Notwithstanding any other provision of law, the following acts are not unlawful and shall not be an offense under Colorado law or the law of any locality within Colorado or be a basis for seizure or forfeiture of assets under Colorado law for persons twenty-one years of age or older:
(a) Possessing, using, displaying, purchasing, or transporting marijuana accessories or one ounce or less of marijuana.
(b) Possessing, growing, processing, or transporting no more than six marijuana plants, with three or fewer being mature, flowering plants, and possession of the marijuana produced by the plants on the premises where the plants were grown, provided that the growing takes place in an enclosed, locked space, is not conducted openly or publicly, and is not made available for sale…
Most of the new language and requirements inserted into the Colorado Constitution by the voters in 2012, through Amendment 64, dealt with a commercial marijuana industry — which already existed, to some degree, in the form of medical marijuana dispensaries that served only citizens with valid medical conditions. Of course, many of those dispensaries blossomed (so to speak) into larger operations, when they were allowed to sell recreational marijuana following the 2021 election. And many new dispensaries arrived as well. Here in Pagosa, we now have as many marijuana dispensaries as we have liquor stores.
The Colorado Constitution lays out some careful guidelines for the new industry, and the Colorado General Assembly created additional laws.
From a WestWord article by Thomas Mitchell posted earlier this week:
Colorado’s annual marijuana tax revenue haul has already reached a new high for the seventh straight year, according to the latest data from the state Department of Revenue.
The DOR’s latest monthly report on marijuana tax revenue shows that November’s $32.5 million in combined marijuana taxes and fees pushed 2021’s overall total past $392.8 million. That’s nearly $5.4 million more than the previous record, made in 2020 — with one month left to spare.
Colorado collects four different forms of marijuana taxes and licensing fees from the legal marijuana industry: a 15 percent tax on recreational pot sales, a 15 percent excise tax on wholesale marijuana, a 2.9 percent sales tax on recreational and medical marijuana purchases, and various licensing and application fees that state-approved marijuana businesses must pay.
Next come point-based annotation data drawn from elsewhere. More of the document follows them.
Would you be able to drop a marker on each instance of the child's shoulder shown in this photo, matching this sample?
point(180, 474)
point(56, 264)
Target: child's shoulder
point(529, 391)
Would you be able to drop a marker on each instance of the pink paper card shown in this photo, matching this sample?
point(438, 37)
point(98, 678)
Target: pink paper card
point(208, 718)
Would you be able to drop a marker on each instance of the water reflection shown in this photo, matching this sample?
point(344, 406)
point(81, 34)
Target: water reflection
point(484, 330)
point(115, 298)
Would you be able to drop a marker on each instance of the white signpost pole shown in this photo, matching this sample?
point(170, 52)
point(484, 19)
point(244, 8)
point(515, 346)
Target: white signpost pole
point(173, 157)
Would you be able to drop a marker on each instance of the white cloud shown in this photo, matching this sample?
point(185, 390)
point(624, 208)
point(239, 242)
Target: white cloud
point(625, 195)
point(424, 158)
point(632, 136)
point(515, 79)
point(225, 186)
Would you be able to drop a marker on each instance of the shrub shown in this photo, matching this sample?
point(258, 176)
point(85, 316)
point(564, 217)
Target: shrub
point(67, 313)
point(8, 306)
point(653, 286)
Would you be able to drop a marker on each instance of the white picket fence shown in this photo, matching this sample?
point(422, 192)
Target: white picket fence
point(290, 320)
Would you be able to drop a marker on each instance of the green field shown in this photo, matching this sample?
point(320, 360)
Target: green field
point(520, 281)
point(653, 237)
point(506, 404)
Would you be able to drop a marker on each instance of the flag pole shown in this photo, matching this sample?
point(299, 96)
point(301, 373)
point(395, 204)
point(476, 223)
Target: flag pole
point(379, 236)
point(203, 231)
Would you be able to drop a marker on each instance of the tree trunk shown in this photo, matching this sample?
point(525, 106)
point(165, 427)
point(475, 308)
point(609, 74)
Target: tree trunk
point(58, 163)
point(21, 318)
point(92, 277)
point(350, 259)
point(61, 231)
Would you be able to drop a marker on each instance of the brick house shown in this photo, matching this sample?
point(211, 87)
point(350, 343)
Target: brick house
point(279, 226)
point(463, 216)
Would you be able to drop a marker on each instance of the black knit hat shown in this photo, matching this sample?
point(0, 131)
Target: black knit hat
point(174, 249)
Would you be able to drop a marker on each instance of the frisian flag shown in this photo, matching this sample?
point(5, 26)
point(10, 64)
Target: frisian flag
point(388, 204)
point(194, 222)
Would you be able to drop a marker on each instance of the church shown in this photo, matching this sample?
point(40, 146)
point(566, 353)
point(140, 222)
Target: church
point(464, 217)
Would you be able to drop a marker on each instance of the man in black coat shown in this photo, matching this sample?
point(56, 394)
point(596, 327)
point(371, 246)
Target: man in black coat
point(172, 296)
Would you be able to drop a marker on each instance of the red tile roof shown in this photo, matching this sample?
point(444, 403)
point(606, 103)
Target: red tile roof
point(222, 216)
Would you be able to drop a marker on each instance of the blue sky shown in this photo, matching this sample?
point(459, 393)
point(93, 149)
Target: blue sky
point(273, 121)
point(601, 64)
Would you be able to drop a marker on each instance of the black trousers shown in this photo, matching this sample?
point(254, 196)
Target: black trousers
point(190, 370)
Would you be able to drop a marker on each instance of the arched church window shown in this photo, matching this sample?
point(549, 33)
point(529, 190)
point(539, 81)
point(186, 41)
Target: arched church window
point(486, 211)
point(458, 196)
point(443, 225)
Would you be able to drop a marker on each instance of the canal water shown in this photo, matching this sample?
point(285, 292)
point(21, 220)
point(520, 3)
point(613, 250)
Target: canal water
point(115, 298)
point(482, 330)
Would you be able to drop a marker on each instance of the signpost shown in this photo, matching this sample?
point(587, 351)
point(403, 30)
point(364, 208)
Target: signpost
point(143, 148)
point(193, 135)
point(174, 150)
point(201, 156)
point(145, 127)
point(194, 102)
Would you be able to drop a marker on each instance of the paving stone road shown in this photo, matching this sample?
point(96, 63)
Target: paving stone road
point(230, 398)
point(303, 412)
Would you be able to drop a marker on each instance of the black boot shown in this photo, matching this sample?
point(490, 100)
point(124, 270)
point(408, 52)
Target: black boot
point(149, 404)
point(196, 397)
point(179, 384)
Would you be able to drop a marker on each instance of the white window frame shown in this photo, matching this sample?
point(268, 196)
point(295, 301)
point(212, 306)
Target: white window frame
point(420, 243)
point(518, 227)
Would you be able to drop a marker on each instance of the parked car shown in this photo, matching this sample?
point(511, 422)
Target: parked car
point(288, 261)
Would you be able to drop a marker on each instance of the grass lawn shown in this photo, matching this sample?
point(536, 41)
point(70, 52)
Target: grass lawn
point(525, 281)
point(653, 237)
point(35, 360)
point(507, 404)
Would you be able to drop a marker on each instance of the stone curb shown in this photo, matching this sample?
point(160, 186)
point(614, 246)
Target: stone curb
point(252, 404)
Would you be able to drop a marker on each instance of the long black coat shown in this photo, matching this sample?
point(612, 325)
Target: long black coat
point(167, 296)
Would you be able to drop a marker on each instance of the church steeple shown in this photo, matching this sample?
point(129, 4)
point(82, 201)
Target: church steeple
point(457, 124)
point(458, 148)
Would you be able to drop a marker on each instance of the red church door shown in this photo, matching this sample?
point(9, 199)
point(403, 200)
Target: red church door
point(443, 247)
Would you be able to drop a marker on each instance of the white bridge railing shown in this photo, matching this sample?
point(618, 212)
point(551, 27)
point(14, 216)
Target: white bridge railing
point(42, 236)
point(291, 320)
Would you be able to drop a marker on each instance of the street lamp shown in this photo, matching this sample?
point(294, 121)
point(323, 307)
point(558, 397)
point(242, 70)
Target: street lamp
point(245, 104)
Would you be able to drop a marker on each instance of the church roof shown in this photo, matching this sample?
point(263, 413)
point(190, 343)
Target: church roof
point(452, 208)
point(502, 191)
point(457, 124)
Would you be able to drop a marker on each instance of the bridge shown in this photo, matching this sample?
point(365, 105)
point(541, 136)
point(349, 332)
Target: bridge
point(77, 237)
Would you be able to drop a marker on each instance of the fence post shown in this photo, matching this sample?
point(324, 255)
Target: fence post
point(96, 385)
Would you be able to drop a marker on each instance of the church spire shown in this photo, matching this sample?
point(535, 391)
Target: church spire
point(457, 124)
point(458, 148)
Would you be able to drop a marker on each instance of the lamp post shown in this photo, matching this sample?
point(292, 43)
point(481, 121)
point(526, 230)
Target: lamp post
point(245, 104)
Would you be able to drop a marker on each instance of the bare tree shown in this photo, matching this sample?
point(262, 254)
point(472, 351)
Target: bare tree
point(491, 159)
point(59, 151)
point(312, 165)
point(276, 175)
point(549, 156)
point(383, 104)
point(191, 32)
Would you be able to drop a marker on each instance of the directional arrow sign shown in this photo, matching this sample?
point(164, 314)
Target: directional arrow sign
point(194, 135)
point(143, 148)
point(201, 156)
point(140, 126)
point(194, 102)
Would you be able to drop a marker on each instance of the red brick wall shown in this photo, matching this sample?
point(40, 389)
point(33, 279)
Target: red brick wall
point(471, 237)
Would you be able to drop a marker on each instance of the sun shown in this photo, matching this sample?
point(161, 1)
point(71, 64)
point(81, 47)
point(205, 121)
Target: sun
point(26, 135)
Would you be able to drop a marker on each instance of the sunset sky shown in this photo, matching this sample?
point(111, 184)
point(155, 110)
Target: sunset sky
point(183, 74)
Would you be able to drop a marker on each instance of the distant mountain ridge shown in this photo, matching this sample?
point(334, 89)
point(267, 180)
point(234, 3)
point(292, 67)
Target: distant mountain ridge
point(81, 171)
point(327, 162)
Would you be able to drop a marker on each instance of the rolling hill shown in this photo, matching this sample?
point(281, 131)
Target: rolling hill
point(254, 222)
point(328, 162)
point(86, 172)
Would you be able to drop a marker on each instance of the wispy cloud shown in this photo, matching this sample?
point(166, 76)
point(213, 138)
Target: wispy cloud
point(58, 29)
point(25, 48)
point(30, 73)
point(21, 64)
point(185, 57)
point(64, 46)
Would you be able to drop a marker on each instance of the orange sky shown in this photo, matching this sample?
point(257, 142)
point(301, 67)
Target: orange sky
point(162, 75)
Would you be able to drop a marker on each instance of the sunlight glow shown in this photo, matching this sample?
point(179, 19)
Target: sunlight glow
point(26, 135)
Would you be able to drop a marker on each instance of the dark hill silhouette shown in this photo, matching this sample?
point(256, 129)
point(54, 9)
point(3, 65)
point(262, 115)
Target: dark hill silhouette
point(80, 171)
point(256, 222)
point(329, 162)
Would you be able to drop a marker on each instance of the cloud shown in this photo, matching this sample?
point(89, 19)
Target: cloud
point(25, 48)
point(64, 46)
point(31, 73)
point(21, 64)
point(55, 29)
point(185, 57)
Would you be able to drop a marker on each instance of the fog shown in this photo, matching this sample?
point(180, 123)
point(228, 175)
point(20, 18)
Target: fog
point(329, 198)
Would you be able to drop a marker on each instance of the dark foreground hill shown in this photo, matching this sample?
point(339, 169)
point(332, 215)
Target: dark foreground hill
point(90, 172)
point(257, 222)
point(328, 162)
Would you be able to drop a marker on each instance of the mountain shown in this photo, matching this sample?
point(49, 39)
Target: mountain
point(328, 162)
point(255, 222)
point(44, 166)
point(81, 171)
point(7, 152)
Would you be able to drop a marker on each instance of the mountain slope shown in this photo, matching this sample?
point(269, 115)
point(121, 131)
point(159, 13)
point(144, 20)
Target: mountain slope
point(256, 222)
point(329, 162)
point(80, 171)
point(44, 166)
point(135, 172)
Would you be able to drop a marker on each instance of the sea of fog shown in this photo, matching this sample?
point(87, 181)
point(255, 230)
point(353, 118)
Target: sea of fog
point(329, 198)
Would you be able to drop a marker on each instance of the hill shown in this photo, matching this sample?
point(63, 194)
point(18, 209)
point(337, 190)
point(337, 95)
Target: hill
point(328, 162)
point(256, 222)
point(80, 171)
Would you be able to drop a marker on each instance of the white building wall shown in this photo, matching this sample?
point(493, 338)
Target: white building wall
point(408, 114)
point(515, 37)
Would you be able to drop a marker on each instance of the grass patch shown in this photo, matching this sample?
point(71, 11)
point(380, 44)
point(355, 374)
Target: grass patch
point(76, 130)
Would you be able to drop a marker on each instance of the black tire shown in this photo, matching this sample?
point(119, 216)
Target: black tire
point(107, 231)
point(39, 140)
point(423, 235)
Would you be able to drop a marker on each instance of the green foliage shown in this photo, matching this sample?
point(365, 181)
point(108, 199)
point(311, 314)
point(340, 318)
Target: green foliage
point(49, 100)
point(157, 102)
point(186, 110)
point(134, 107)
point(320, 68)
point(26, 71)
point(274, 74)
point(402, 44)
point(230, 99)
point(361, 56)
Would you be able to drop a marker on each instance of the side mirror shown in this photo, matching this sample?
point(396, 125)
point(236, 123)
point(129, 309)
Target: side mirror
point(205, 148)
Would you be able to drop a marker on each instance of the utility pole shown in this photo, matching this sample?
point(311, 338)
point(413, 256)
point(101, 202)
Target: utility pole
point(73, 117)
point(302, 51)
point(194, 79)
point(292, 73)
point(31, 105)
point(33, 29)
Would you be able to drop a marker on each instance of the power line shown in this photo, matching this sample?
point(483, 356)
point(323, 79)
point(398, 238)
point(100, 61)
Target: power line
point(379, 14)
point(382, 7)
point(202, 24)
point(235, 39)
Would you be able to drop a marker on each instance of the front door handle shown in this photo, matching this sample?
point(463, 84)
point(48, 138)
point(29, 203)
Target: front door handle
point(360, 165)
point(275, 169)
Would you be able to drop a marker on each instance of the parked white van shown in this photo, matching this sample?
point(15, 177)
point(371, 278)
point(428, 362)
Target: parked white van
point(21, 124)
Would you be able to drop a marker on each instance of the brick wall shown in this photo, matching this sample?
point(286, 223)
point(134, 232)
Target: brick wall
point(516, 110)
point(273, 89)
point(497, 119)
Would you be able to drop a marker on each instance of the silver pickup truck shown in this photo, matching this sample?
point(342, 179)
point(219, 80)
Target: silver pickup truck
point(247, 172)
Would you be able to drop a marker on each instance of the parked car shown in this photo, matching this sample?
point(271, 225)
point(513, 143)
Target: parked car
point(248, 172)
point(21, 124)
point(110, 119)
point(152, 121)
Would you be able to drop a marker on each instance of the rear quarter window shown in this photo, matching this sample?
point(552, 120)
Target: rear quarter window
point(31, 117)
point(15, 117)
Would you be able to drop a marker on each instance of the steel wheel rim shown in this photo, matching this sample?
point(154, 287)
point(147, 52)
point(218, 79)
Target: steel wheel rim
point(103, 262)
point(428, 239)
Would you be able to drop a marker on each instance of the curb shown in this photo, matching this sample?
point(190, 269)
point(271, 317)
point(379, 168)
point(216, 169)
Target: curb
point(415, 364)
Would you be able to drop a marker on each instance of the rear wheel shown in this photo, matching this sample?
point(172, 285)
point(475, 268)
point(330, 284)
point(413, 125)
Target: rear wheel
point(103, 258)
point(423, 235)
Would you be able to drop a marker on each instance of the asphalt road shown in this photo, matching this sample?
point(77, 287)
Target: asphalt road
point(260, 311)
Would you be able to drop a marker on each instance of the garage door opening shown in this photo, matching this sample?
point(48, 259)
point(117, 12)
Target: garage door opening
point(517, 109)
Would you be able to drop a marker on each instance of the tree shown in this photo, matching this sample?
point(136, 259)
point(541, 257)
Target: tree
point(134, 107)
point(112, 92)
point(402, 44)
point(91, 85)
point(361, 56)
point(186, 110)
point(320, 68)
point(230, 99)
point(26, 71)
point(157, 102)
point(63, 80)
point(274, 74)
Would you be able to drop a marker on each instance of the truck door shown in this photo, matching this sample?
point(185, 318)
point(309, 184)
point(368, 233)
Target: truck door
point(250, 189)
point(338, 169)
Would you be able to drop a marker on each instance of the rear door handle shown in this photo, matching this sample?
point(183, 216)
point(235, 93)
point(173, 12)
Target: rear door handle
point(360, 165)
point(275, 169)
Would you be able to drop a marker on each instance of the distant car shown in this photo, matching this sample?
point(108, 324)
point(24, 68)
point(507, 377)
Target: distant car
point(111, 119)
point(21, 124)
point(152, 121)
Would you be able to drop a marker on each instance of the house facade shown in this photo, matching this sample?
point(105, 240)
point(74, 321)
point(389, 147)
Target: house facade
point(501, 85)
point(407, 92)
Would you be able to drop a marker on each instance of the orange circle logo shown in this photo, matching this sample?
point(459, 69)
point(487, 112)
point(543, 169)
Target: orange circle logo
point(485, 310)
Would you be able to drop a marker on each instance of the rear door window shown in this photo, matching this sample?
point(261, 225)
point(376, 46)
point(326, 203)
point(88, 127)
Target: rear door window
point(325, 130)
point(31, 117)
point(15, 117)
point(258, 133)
Based on the tax revenue being generated by this industry, one might suggest the voters made a fine decision back in 2012.
But every coin has two sides. As the legal cannabis industry has grown, the black market side of the recreational marijuana market seems also to have expanded — at least, here in Archuleta County. What I have been considering in this article series is whether the black market growers are a danger to society… in the same way the dealers in drugs like heroin and fentanyl are a danger to our community?
And if marijuana is truly the least harmful recreational drug available in Colorado, and if no less a document than the Colorado Constitution guarantees our right to use it, and grow it, should our Sheriff’s Office focus their time and resources elsewhere?